The Efficacy and Safety of Mifepristone Combined with Misoprostol on Mid-term Abortion of Different Characteristics of Scar Uterine Pregnancies

WANG Zhi-jun   

  1. Department of Obstetrics and Gynecology, Haikou 187th Hospital of PLA, Haikou 571100, China
  • Received:1900-01-01 Revised:1900-01-01 Published:2016-08-15 Online:2016-08-15

Abstract: Objective: To compare the efficacy and safety of Mifepristone combined with Misoprostol on abortion of scar uterine pregnancies with different characteristics in mid-term.
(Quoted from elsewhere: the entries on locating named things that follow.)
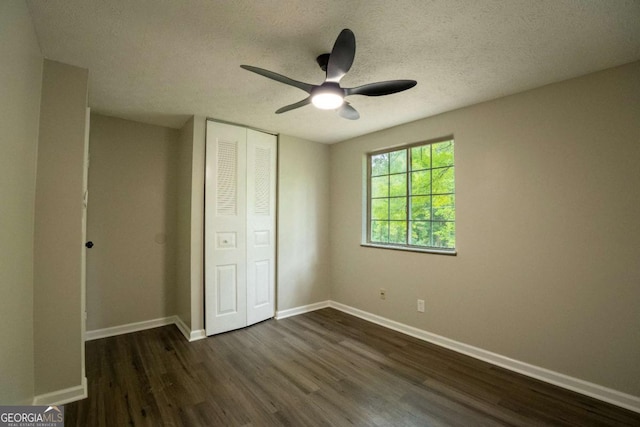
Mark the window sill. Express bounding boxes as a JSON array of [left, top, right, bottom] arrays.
[[360, 243, 458, 256]]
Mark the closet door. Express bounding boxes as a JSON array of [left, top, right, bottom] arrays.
[[204, 121, 247, 335], [247, 129, 277, 325]]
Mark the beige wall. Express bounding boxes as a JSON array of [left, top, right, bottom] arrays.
[[87, 114, 179, 331], [0, 1, 42, 405], [331, 63, 640, 396], [33, 60, 88, 395], [176, 117, 194, 328], [277, 135, 329, 311]]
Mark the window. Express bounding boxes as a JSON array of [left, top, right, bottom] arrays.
[[366, 139, 456, 253]]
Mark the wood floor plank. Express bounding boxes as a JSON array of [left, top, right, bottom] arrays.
[[65, 309, 640, 427]]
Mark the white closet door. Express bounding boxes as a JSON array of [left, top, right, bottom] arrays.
[[205, 121, 247, 335], [247, 130, 277, 325]]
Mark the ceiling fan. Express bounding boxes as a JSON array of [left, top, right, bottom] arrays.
[[240, 28, 417, 120]]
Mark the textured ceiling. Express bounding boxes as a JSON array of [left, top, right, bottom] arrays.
[[28, 0, 640, 143]]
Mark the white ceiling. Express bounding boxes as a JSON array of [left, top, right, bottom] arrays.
[[28, 0, 640, 143]]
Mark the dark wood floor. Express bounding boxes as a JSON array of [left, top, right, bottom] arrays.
[[65, 309, 640, 427]]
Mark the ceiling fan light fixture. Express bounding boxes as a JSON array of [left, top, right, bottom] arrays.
[[311, 83, 344, 110]]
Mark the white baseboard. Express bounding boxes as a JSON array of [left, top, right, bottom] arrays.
[[84, 316, 176, 341], [33, 377, 87, 405], [328, 301, 640, 413], [174, 316, 207, 342], [276, 301, 330, 320]]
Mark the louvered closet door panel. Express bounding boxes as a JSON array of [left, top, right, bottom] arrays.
[[247, 130, 277, 325], [205, 121, 247, 335]]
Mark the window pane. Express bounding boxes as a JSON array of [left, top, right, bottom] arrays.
[[389, 150, 407, 173], [371, 199, 389, 220], [411, 171, 431, 196], [431, 195, 456, 221], [389, 197, 407, 220], [371, 175, 389, 198], [431, 141, 453, 168], [431, 222, 456, 249], [389, 221, 407, 244], [389, 174, 407, 197], [411, 145, 431, 171], [431, 167, 455, 194], [371, 153, 389, 176], [410, 221, 431, 246], [411, 196, 431, 220], [371, 221, 389, 243]]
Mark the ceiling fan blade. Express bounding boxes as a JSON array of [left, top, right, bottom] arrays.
[[326, 28, 356, 83], [345, 80, 418, 96], [276, 97, 311, 114], [240, 65, 314, 93], [338, 102, 360, 120]]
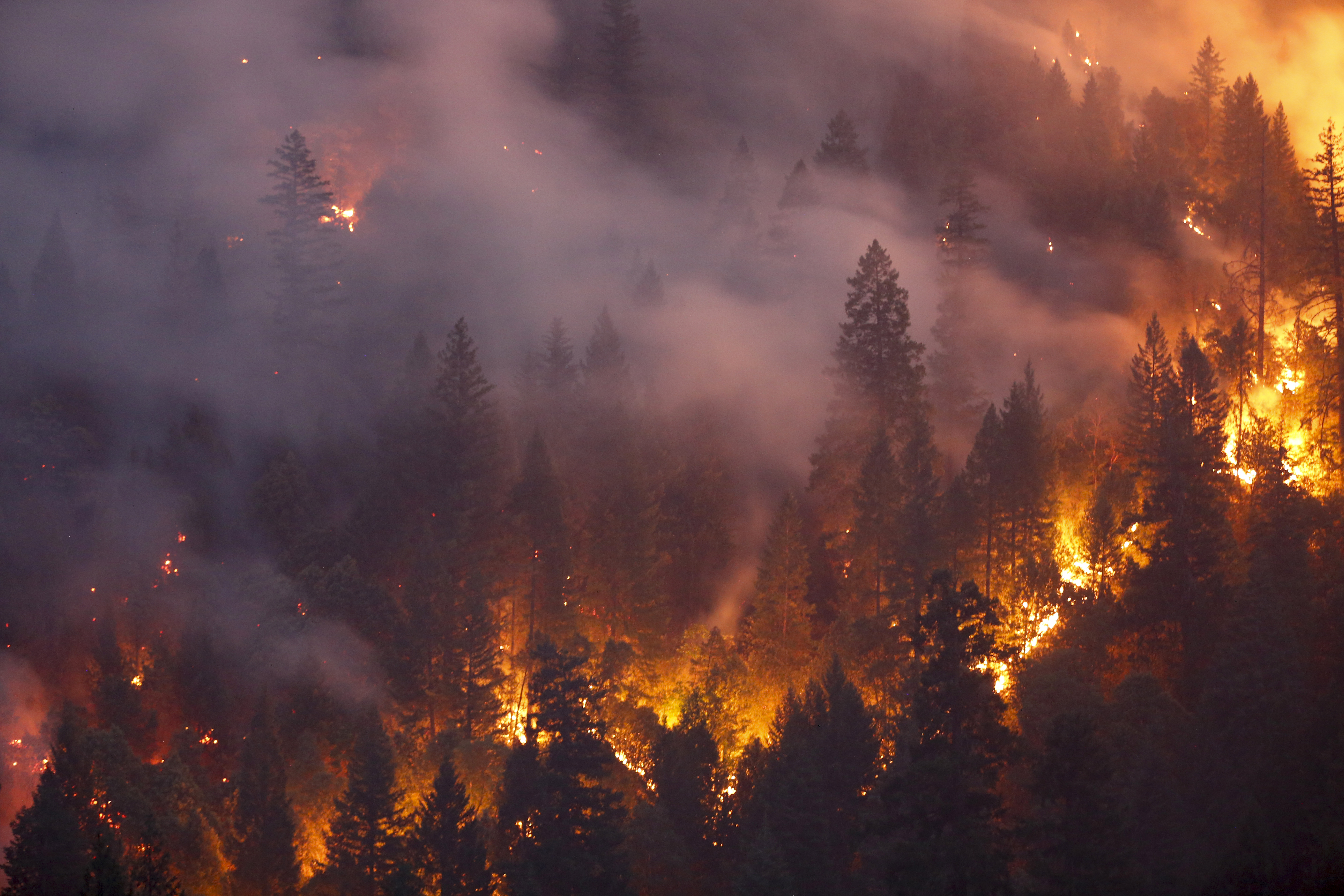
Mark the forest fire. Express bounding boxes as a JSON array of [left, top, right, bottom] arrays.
[[0, 0, 1344, 896]]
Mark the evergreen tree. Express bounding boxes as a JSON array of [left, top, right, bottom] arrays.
[[714, 137, 761, 243], [630, 261, 664, 308], [738, 658, 878, 895], [812, 109, 868, 175], [1185, 38, 1227, 191], [929, 164, 989, 446], [598, 0, 644, 141], [325, 709, 405, 896], [499, 639, 629, 896], [30, 215, 82, 351], [415, 751, 495, 896], [261, 130, 340, 345], [649, 713, 719, 883], [233, 697, 298, 896], [0, 766, 91, 896], [848, 430, 901, 617], [879, 572, 1012, 896], [1023, 713, 1134, 896], [81, 830, 130, 896], [449, 571, 504, 739], [542, 317, 579, 400], [1125, 321, 1230, 687], [581, 306, 634, 407], [994, 363, 1059, 653], [508, 430, 574, 639], [777, 159, 821, 211], [742, 492, 816, 688], [1306, 119, 1344, 476]]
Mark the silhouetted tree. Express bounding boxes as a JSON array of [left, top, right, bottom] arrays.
[[812, 109, 868, 175], [261, 130, 340, 345]]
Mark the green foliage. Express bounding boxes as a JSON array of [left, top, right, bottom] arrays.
[[324, 709, 406, 896], [411, 752, 495, 896], [879, 572, 1012, 896], [261, 129, 340, 345], [3, 767, 91, 896], [499, 639, 629, 896], [812, 109, 868, 175], [233, 697, 298, 896]]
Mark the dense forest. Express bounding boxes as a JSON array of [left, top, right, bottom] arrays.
[[0, 0, 1344, 896]]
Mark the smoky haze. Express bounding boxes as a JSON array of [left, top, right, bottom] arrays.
[[0, 0, 1340, 763]]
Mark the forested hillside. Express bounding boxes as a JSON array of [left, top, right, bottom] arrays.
[[0, 0, 1344, 896]]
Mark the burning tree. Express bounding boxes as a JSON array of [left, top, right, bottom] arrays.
[[261, 130, 340, 347]]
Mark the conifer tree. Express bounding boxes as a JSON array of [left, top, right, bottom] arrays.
[[742, 492, 816, 688], [508, 430, 574, 638], [581, 306, 634, 407], [325, 709, 405, 896], [812, 109, 868, 175], [1185, 36, 1227, 189], [1125, 322, 1231, 687], [598, 0, 644, 141], [0, 766, 91, 896], [261, 129, 340, 345], [879, 572, 1012, 896], [738, 657, 878, 893], [1306, 119, 1344, 476], [996, 361, 1059, 645], [777, 159, 821, 211], [499, 639, 630, 896], [414, 751, 495, 896], [1023, 713, 1134, 896], [651, 713, 719, 880], [929, 164, 989, 446], [233, 697, 298, 896], [849, 430, 901, 617], [30, 214, 81, 349], [714, 137, 761, 243], [449, 571, 504, 739], [81, 830, 130, 896]]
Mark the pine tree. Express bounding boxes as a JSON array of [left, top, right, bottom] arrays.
[[742, 492, 816, 688], [777, 159, 821, 211], [996, 363, 1059, 653], [738, 658, 878, 893], [128, 815, 184, 896], [325, 709, 405, 896], [1185, 38, 1227, 189], [508, 430, 574, 639], [542, 317, 579, 400], [0, 766, 91, 896], [832, 240, 923, 430], [581, 306, 634, 407], [81, 830, 130, 896], [499, 639, 630, 896], [649, 713, 719, 878], [1023, 713, 1134, 896], [414, 752, 495, 896], [30, 215, 82, 351], [812, 109, 868, 175], [848, 430, 901, 618], [1125, 321, 1231, 687], [261, 130, 340, 345], [1306, 119, 1344, 477], [450, 571, 504, 739], [714, 137, 761, 243], [598, 0, 644, 141], [233, 697, 298, 896], [929, 164, 989, 446], [879, 572, 1012, 896]]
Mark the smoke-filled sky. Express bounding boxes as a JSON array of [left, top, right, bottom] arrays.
[[0, 0, 1344, 540]]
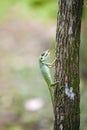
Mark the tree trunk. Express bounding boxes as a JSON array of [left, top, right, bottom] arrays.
[[54, 0, 83, 130]]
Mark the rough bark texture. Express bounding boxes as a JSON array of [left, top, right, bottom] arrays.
[[54, 0, 83, 130]]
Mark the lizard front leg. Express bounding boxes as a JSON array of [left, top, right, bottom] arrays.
[[45, 58, 57, 68]]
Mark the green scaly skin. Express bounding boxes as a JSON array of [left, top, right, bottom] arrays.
[[39, 50, 59, 106]]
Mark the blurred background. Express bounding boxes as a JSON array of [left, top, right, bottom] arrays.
[[0, 0, 87, 130]]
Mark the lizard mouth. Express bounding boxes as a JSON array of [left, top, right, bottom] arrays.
[[45, 50, 50, 57]]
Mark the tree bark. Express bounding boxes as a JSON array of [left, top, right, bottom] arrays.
[[54, 0, 83, 130]]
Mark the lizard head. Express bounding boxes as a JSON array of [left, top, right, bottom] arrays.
[[40, 50, 50, 61]]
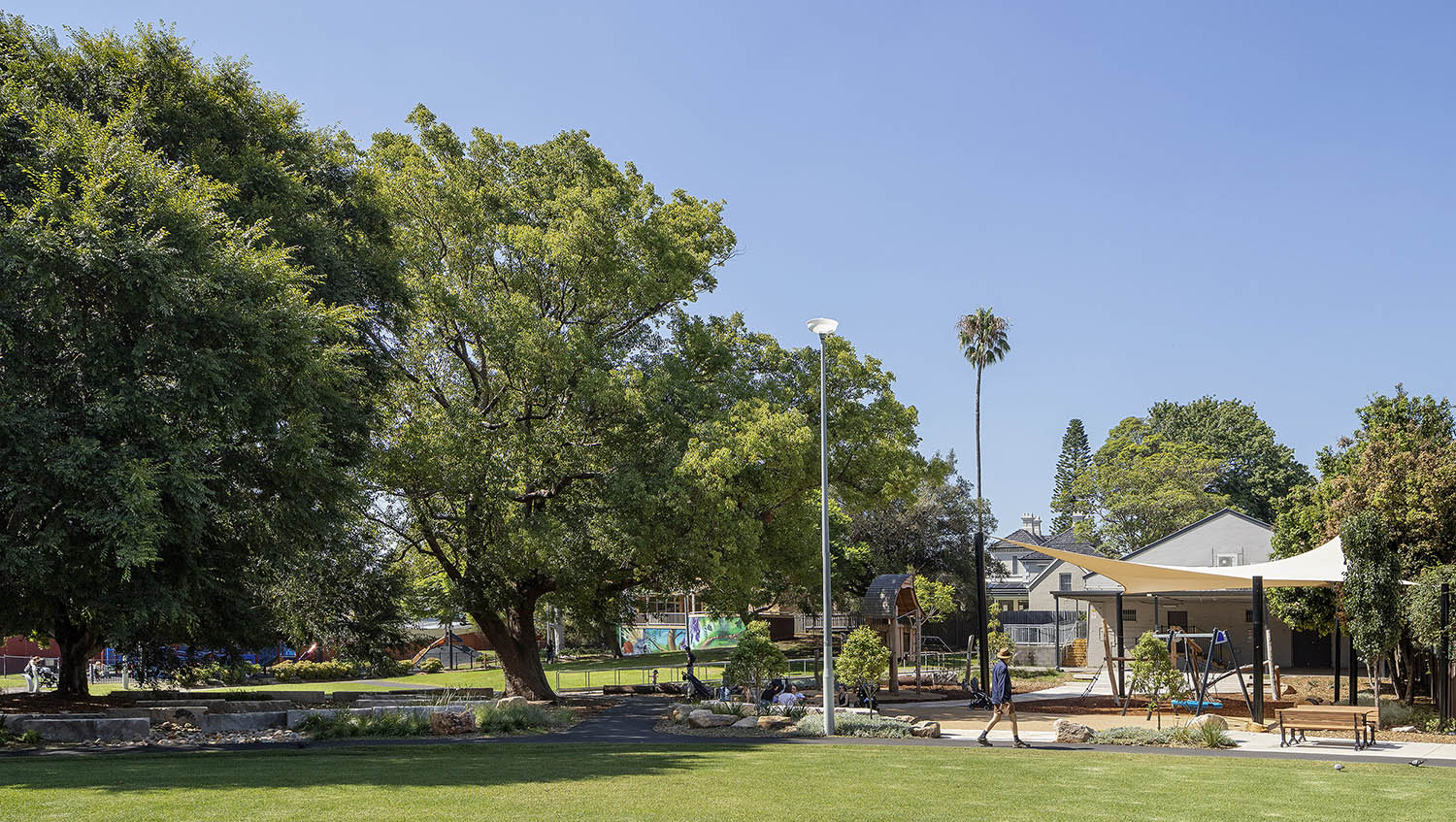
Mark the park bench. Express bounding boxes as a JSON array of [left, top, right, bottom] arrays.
[[1278, 706, 1380, 751]]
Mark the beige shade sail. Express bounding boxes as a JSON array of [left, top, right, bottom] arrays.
[[1002, 537, 1345, 594]]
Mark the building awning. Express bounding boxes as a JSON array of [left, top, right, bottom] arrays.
[[1004, 537, 1345, 594]]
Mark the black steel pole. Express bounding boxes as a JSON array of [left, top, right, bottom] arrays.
[[976, 531, 992, 693], [1438, 582, 1452, 731], [1350, 633, 1357, 706], [1254, 576, 1264, 722], [1109, 591, 1127, 697]]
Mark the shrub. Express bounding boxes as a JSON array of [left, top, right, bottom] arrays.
[[273, 659, 358, 682], [835, 626, 890, 684], [299, 713, 430, 740], [1092, 726, 1235, 748], [798, 711, 910, 738], [724, 620, 789, 699], [1129, 632, 1188, 716], [475, 705, 574, 734]]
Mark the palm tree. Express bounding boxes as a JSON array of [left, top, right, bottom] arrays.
[[955, 307, 1010, 527], [955, 307, 1010, 688]]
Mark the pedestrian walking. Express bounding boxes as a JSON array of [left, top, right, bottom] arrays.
[[25, 656, 41, 694], [977, 647, 1031, 748]]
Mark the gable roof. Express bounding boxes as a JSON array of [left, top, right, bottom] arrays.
[[1082, 508, 1274, 579]]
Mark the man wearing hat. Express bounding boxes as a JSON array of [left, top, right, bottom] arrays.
[[977, 647, 1031, 748]]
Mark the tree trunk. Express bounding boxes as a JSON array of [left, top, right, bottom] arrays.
[[471, 603, 556, 702], [976, 368, 986, 532], [55, 615, 96, 697]]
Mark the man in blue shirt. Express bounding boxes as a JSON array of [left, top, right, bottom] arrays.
[[977, 647, 1031, 748]]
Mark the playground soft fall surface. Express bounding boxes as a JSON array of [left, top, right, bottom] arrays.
[[0, 743, 1456, 822]]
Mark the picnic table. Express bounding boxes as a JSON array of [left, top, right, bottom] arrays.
[[1278, 706, 1380, 751]]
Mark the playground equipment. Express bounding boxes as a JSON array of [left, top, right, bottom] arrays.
[[683, 674, 713, 700]]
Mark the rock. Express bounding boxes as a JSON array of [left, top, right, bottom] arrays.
[[687, 708, 739, 728], [1188, 713, 1229, 731], [910, 720, 941, 740], [430, 711, 475, 737], [1051, 719, 1092, 742]]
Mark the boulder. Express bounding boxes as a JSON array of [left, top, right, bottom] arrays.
[[687, 708, 739, 728], [1051, 719, 1092, 742], [1188, 713, 1229, 731], [910, 720, 941, 740]]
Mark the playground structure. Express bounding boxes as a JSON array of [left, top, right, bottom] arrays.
[[856, 574, 925, 694]]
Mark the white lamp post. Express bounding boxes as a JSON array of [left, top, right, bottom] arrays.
[[807, 317, 839, 737]]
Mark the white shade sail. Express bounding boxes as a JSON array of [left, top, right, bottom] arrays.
[[1002, 537, 1345, 594]]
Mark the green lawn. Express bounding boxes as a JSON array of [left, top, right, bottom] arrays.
[[0, 743, 1456, 822]]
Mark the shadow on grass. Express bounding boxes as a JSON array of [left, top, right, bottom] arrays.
[[0, 743, 786, 792]]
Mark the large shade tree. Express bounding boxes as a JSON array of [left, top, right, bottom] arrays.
[[373, 108, 920, 699], [0, 16, 401, 694]]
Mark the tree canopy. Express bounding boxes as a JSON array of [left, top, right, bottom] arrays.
[[0, 16, 399, 693], [1075, 416, 1229, 554], [1147, 397, 1310, 522], [372, 108, 923, 697]]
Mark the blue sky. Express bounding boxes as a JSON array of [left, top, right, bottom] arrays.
[[6, 0, 1456, 531]]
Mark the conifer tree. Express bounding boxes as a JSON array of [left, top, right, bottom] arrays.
[[1051, 419, 1092, 534]]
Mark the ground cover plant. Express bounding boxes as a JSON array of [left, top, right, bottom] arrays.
[[0, 742, 1456, 822], [475, 705, 576, 735], [800, 713, 910, 740], [1092, 725, 1235, 748], [299, 711, 430, 740]]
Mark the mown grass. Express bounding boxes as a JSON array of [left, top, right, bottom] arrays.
[[0, 743, 1456, 822]]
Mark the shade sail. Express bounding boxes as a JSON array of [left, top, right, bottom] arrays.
[[1002, 537, 1345, 594]]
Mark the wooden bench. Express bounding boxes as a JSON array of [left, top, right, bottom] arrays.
[[1278, 706, 1380, 751]]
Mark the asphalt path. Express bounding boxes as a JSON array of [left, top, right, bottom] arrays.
[[0, 697, 1456, 769]]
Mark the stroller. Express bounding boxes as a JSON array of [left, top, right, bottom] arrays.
[[964, 676, 995, 710]]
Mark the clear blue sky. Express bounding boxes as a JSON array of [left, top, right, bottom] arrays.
[[14, 0, 1456, 531]]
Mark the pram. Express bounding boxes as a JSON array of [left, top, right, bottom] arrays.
[[966, 676, 995, 710]]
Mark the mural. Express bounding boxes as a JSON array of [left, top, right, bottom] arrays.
[[617, 614, 743, 656], [617, 626, 687, 656], [687, 614, 743, 649]]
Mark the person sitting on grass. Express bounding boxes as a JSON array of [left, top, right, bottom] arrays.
[[774, 685, 804, 707], [977, 647, 1031, 748]]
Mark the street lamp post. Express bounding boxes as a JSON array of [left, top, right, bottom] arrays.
[[809, 317, 839, 737]]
Methods: A retrospective analysis of medical records of 102 patients with scar uterine pregnancies during June 2012 to May 2015 in our hospital, and Student′s t and chi-square test were used to compare the differences of contractions launch time, the discharge time of the gestational sac, vaginal bleeding, miscarriage and degree-related adverse reactions among the patients with different age (<35 years vs. ≥35 years), history of cesarean section (<1 year vs. 1-2 years vs. >2 years) and uterine surgery healing abortion (uniform continuous vs. non-uniform continuous, or weak area vs. no weak area). Results: The discharge time of fetus and its appendages in patients with no weak areas of uterine scar was shorter than that had weak areas of uterine scar (t=-2.57, P=0.01), and the distribution of the degrees of abortion was also significant difference between the patients with weak area and without weak area (χ2=11.92, P<0.01); the total incidence of adverse effects in patients with non-uniform continuous occurrence of uterine healing was significantly higher than that with uterine healing uniform continuity (χ2=6.32, P=0.01). Conclusions: Mifepristone combined with Misoprostol was efficient for abortion of scar uterine pregnancies in mid-term that effected by the recovery of the uterus, and patients with weak area in uterine scar and non-uniform continuous occurrence of uterine healing should be further treated and guardianship.